Layanan seluler super-sederhana dan murah dari Google sekarang akan bekerja dengan pilihan perangkat yang lebih luas, termasuk dengan iPhone dari saingan abadinya Apple.
Google Fi (sebelumnya dikenal sebagai Project Fi) adalah operator jaringan virtual seluler (MVNO), yang berarti bahwa alih-alih hanya menggunakan salah satu dari “empat besar” operator, Google Fi secara otomatis melompat di antara beberapa jaringan seluler tergantung pada yang memiliki layanan yang lebih baik. Fi melompat antara Sprint, T-Mobile, dan US Cellular, dan juga mendukung Wi-Fi kapan pun memungkinkan, termasuk untuk panggilan dan SMS.
Daya tarik utama Google Fi adalah skema penetapan harga sederhana yang, tergantung pada kebiasaan penggunaan seseorang, sehingga dapat berakhir menjadi lebih murah daripada operator yang lebih besar. Biayanya $ 20 untuk panggilan dan SMS tanpa batas, dan $ 10 per gigabyte data. Pengguna mendapatkan kembali uang untuk data apa pun yang tidak mereka gunakan, dan penggunaan data lebih dari 6 GB gratis (meskipun Google akan mengurangi kecepatan setelah pengguna mencapai 15 GB). Fi juga tidak memiliki biaya roaming di lebih dari 170 lokasi.
Namun terlepas dari kesederhanaan dan harga yang menarik, Google Fi tidak terlalu berguna karena hanya berfungsi dengan sejumlah kecil ponsel, yaitu dari Motorola dan jajaran produk Pixel milik Google sendiri.
Hal Itu berubah mulai Rabu
Mulai Rabu (28/11), Google Fi akan bekerja dengan iPhone yang menjalankan iOS 11, serta banyak ponsel baru Samsung, LG, Moto, dan OnePlus yang menjalankan Android 7.0 atau lebih tinggi.
Namun, penggunaan di iPhone masih dalam “beta,” yang berarti pengguna harus bersiap untuk bug, dan tidak akan dapat menggunakan fitur tertentu seperti pesan suara visual dan tethering internasional. iPhone juga tidak dapat melakukan panggilan dan SMS melalui Wi-Fi.

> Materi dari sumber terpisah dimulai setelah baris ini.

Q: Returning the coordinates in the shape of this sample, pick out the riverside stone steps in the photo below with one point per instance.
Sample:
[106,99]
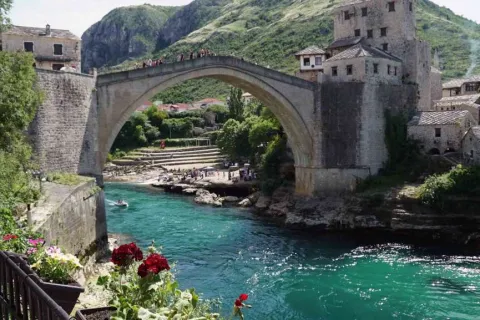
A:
[173,157]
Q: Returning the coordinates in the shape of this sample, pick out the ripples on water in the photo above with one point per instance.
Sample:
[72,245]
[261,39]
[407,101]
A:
[292,275]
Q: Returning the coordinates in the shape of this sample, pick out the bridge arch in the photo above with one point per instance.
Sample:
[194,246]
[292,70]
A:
[120,94]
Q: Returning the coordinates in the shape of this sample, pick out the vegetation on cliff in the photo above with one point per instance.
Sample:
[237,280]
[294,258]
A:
[443,191]
[270,32]
[18,103]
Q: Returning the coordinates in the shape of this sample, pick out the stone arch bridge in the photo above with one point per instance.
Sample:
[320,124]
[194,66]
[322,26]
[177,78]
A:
[335,130]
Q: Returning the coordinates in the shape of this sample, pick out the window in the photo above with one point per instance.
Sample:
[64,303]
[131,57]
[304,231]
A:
[28,46]
[349,69]
[334,71]
[57,66]
[470,87]
[58,49]
[391,6]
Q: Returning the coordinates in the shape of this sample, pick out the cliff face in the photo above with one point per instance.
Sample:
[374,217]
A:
[124,33]
[188,19]
[267,32]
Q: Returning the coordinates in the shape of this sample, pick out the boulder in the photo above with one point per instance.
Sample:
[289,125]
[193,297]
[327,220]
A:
[190,191]
[254,197]
[205,197]
[263,203]
[231,199]
[245,203]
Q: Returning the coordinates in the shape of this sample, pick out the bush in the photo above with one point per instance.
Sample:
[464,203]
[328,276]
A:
[460,181]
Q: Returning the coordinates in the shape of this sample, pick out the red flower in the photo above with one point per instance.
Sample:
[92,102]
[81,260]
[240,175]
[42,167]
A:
[155,263]
[243,297]
[9,237]
[142,270]
[124,255]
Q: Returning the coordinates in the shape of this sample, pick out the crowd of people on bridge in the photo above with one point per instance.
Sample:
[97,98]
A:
[181,57]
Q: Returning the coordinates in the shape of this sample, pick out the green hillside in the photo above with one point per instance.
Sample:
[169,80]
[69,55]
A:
[269,32]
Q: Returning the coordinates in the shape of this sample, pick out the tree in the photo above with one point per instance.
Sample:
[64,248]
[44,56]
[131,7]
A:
[236,104]
[5,6]
[19,96]
[156,116]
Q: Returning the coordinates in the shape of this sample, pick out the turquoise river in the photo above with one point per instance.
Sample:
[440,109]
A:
[294,275]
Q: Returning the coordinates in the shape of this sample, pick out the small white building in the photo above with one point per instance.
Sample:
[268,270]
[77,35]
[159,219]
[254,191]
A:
[461,87]
[363,63]
[247,97]
[471,145]
[311,62]
[440,132]
[469,103]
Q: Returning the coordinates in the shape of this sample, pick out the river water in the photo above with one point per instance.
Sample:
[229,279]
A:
[294,275]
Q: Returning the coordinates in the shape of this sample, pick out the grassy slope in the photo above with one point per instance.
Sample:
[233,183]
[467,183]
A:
[269,32]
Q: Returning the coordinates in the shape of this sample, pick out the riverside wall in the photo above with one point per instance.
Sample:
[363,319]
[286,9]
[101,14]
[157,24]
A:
[63,132]
[74,218]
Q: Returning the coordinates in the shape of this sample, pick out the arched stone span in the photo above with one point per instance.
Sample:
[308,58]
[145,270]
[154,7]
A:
[291,99]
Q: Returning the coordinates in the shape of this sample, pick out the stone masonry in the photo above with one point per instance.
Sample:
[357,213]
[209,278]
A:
[63,130]
[336,130]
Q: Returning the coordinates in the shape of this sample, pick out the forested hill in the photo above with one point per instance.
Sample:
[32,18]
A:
[124,33]
[269,32]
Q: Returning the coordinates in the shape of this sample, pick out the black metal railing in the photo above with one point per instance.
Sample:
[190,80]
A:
[20,297]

Google pertama kali meluncurkan layanan Fi lebih dari tiga tahun yang lalu, dan sebagai bagian dari pengumuman hari Rabu, mereka mengubah namanya dari “Project Fi” menjadi “Google Fi,” mungkin menandakan komitmen untuk menjaganya agar tetap hidup. Google terkenal karena membunuh atau mengurangi proyek komunikasi, termasuk layanan internet Fiber-nya, ponsel modular Project Ara, dan aplikasi obrolan Allo-nya.